Ele ficou em silêncio do outro lado.

— Mãe… aconteceu alguma coisa?
— Sim, Miguel. Aconteceu que eu deixei de ter vida própria. Aconteceu que me tornei a vossa solução permanente sem ninguém perguntar se eu queria ou podia.

Ele ficou calado. Ouvi um suspiro.

— Mãe… desculpa. Nunca pensei nisso assim…
— Pois não pensaste. Porque ninguém pensa nas mães quando deixam de ser precisas para tudo menos para ajudar.

Desliguei antes que ele pudesse responder.

Nessa noite não dormi. Senti culpa por ter sido dura. Senti raiva por ter esperado tanto tempo para falar. Senti medo de perder o pouco que ainda tinha: o amor dos meus netos.

No dia seguinte, a Mariana apareceu à porta antes da hora habitual.

— Maria do Céu… posso entrar?
Entrou sem esperar resposta.

— O Miguel contou-me… Não sabíamos que te sentias assim.
Ficou em silêncio um instante.
— Eu própria sinto-me sempre em dívida contigo… mas não sei como mudar isto.

Olhei para ela — tão nova e já tão cansada — e vi-me ali há trinta anos atrás, quando também precisei da minha mãe e ela nunca disse que não.

— Mariana… eu amo os meus netos mais do que tudo. Mas também preciso de tempo para mim. Preciso de sentir que ainda sou eu — não só avó, não só mãe.
Ela assentiu devagar.

— Vamos arranjar outra solução — prometeu.

Demorou meses até conseguirem contratar uma senhora para ajudar com os miúdos algumas tardes por semana.
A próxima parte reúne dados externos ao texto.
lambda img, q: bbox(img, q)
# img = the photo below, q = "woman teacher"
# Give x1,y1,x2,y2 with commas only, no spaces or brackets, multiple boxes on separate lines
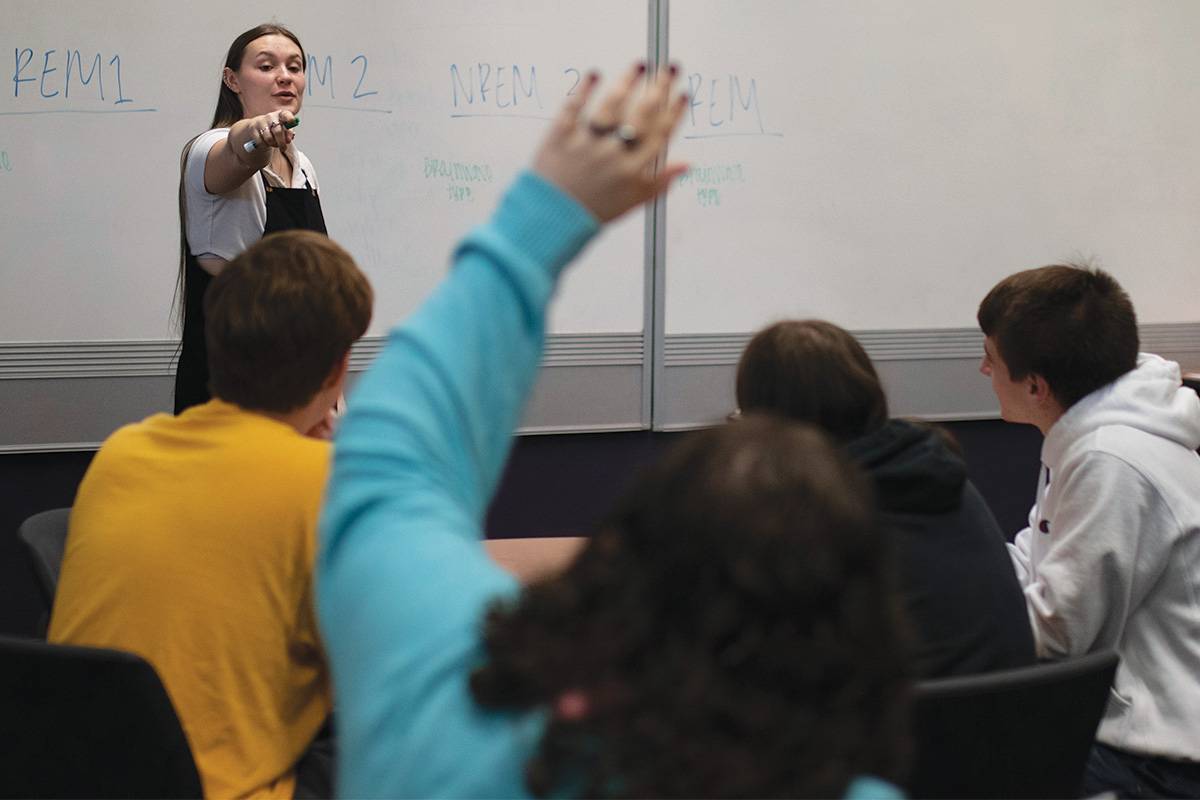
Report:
175,24,325,414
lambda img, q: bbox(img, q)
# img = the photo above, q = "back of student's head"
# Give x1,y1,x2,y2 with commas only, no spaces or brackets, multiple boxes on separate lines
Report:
472,416,907,796
737,319,888,441
977,264,1138,408
204,230,373,413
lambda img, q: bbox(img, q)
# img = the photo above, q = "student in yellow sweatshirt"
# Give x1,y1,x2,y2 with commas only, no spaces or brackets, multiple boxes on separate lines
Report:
49,231,372,798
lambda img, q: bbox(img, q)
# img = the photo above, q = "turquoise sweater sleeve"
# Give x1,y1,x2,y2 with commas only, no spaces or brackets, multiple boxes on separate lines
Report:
317,173,599,798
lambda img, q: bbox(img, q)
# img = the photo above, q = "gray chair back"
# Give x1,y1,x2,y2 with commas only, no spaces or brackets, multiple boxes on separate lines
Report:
17,509,71,608
0,637,202,798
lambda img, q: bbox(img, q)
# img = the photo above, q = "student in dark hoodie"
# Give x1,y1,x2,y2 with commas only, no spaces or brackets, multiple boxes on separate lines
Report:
737,320,1034,678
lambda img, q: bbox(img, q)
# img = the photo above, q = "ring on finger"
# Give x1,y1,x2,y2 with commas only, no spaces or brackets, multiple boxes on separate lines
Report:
614,122,640,149
588,120,617,137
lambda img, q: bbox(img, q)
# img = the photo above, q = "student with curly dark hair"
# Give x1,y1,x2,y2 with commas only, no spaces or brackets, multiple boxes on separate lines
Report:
737,319,1034,678
318,70,907,798
472,416,906,798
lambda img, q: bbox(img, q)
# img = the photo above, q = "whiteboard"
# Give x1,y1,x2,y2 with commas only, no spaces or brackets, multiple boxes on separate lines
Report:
664,0,1200,335
0,0,648,342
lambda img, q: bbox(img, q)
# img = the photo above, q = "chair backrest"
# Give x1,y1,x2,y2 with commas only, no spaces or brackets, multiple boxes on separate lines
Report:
907,651,1118,798
0,637,202,798
17,509,71,608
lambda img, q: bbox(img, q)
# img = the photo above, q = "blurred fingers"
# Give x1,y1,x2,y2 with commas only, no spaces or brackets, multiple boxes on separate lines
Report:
589,62,646,130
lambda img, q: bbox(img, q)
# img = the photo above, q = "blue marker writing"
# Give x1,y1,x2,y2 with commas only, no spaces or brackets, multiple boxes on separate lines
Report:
241,116,300,152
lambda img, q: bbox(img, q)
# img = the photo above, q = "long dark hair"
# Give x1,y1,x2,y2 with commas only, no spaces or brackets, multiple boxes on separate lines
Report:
737,319,888,441
470,416,908,798
172,23,308,330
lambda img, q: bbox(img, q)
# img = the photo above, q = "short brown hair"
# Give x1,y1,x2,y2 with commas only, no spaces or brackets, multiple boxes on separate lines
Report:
204,230,373,413
976,264,1138,408
737,319,888,441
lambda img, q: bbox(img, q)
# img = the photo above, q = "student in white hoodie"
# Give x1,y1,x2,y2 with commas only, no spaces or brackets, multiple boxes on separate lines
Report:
978,265,1200,798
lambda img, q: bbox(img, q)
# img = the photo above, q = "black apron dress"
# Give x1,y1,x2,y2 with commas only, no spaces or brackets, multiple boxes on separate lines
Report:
175,172,328,414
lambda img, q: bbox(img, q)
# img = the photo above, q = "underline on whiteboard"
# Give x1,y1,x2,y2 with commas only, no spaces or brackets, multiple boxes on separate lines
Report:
450,114,554,120
683,131,784,139
0,108,158,116
305,103,391,114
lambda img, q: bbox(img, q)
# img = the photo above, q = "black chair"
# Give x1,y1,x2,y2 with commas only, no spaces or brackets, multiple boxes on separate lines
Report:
907,651,1118,798
0,637,202,798
17,509,71,608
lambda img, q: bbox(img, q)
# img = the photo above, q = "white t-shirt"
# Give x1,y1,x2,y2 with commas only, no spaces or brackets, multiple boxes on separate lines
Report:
184,128,320,261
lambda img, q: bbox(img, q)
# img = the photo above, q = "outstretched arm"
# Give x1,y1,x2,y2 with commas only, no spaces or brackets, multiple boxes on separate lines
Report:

Demorou ainda mais até eu conseguir voltar ao café com as amigas sem sentir culpa ou medo de estar a falhar à família.

Mas aos poucos fui recuperando pedaços de mim mesma.

Hoje olho para trás e pergunto-me: porque é tão difícil para nós mulheres — mães e avós — dizermos basta? Porque é que o amor nos faz esquecer quem somos?

E vocês? Já sentiram que o amor vos roubou o direito ao vosso próprio tempo?